# How would I press a transfer onto a silk shirt?



## jjsmalls08 (Jul 31, 2008)

Hello all, I had a customer who asked me if I could put a transfer onto a silk shirt. I told him I believe I could but would have to get back to him on the details and pricing. Is this possible, how would i go about it, and is there a special kind of paper I have to use or can I use standard transfer paper? Please help. Thank you. 
-jjsmalls08


----------



## electrosketch (Mar 21, 2009)

I spent about an hour googling this topic, and if it were me, I would take a pass.

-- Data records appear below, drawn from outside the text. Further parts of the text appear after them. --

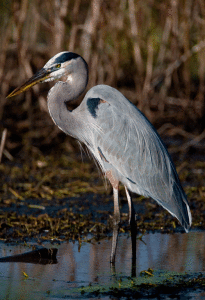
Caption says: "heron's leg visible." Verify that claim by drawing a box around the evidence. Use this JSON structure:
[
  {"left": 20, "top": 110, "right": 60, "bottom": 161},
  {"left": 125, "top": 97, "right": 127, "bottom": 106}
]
[
  {"left": 110, "top": 187, "right": 120, "bottom": 264},
  {"left": 125, "top": 186, "right": 135, "bottom": 225},
  {"left": 125, "top": 186, "right": 137, "bottom": 277}
]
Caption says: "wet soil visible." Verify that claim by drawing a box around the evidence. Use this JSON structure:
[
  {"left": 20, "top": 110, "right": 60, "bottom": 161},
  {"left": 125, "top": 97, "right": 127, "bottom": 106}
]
[
  {"left": 0, "top": 151, "right": 205, "bottom": 299},
  {"left": 0, "top": 152, "right": 205, "bottom": 241}
]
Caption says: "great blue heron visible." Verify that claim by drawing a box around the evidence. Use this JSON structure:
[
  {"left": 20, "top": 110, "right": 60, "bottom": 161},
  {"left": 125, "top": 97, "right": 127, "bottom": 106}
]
[{"left": 8, "top": 51, "right": 191, "bottom": 262}]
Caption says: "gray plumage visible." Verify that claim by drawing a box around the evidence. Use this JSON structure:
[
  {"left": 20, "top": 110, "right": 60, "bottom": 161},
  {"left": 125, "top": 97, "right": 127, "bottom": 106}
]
[{"left": 7, "top": 51, "right": 191, "bottom": 260}]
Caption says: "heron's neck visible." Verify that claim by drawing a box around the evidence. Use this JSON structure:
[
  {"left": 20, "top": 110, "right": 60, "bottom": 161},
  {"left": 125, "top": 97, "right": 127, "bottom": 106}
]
[{"left": 48, "top": 65, "right": 88, "bottom": 137}]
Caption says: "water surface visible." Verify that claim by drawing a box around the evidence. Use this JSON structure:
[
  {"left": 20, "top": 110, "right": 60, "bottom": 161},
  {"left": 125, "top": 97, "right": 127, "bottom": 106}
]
[{"left": 0, "top": 231, "right": 205, "bottom": 299}]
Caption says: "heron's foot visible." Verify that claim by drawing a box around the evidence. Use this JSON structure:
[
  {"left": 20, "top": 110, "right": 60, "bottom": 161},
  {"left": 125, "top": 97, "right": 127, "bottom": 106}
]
[
  {"left": 128, "top": 212, "right": 137, "bottom": 226},
  {"left": 109, "top": 215, "right": 121, "bottom": 227}
]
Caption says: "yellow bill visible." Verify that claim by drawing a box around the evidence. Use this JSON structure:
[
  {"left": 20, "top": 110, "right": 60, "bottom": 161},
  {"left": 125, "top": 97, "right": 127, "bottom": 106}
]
[{"left": 6, "top": 68, "right": 51, "bottom": 98}]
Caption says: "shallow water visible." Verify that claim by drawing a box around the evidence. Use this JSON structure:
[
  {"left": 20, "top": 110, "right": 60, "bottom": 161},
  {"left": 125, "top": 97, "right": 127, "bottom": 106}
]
[{"left": 0, "top": 231, "right": 205, "bottom": 299}]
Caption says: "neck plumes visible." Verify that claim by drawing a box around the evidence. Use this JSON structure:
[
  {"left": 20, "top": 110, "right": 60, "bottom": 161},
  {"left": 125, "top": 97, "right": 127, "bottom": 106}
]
[{"left": 48, "top": 57, "right": 88, "bottom": 137}]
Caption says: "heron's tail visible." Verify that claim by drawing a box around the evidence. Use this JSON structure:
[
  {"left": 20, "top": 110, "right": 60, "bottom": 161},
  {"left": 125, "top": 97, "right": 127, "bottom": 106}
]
[
  {"left": 155, "top": 182, "right": 192, "bottom": 232},
  {"left": 165, "top": 183, "right": 192, "bottom": 232}
]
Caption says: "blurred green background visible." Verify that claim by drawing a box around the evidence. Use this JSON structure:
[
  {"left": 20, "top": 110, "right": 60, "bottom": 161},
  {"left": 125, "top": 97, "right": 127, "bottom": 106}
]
[{"left": 0, "top": 0, "right": 205, "bottom": 155}]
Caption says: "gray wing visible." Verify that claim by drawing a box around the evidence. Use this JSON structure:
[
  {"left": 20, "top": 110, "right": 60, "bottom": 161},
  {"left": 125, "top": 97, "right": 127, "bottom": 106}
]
[{"left": 82, "top": 85, "right": 191, "bottom": 230}]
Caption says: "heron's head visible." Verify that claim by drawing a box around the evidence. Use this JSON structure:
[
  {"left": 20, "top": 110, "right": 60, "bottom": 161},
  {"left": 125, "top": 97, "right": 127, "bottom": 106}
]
[{"left": 7, "top": 51, "right": 87, "bottom": 98}]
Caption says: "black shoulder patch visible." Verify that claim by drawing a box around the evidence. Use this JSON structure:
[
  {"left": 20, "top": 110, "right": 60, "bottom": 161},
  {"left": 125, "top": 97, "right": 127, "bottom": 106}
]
[
  {"left": 55, "top": 52, "right": 80, "bottom": 64},
  {"left": 126, "top": 177, "right": 136, "bottom": 184},
  {"left": 87, "top": 98, "right": 102, "bottom": 118}
]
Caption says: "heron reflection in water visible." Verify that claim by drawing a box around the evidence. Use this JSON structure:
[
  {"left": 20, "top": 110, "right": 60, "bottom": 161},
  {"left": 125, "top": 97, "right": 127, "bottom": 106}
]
[{"left": 8, "top": 51, "right": 191, "bottom": 263}]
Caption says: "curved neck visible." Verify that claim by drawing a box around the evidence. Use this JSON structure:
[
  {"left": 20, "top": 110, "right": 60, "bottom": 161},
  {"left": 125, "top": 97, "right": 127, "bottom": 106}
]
[{"left": 48, "top": 57, "right": 88, "bottom": 139}]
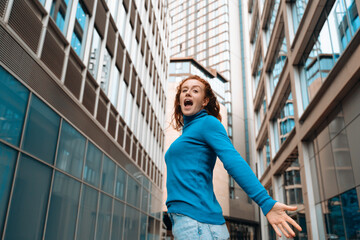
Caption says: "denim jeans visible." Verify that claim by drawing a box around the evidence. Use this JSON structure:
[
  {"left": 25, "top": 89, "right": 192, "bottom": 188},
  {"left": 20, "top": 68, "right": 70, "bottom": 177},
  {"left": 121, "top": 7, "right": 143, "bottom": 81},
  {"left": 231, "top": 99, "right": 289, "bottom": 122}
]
[{"left": 169, "top": 213, "right": 230, "bottom": 240}]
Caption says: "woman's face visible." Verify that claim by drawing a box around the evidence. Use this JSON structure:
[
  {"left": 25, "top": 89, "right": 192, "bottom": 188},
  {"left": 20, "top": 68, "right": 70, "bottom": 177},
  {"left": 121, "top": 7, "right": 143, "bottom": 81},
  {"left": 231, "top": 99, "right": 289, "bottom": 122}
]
[{"left": 180, "top": 79, "right": 209, "bottom": 116}]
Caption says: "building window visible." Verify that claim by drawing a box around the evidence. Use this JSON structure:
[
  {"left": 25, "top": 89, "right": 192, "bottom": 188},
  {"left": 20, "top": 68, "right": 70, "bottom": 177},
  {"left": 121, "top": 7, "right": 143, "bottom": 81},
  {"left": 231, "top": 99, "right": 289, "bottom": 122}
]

There are specially prepared silk fabrics made for applying transfers to, and there are similar products with release paper precut to load into desktop printers.

One link was to someone who has applied for a patent, for a chemical to treat silk before applying a heat transfer so as not to yellow the fabric once heat is applied.

Traditionally, silk is painted and then set with steam or low heat ironing to ensure wash fastness.

Manufacturers use discharge printing to screen print directly onto silk.

I could be wrong, but I think you run the risk of yellowing or otherwise discoloring a silk garment by trying to apply a heat transfer to it.

Even if you were to go with digitally printing the garment, you will still need to learn how to lightly iron or steam set the ink. Unless there is a water based air dry system, idk?


----------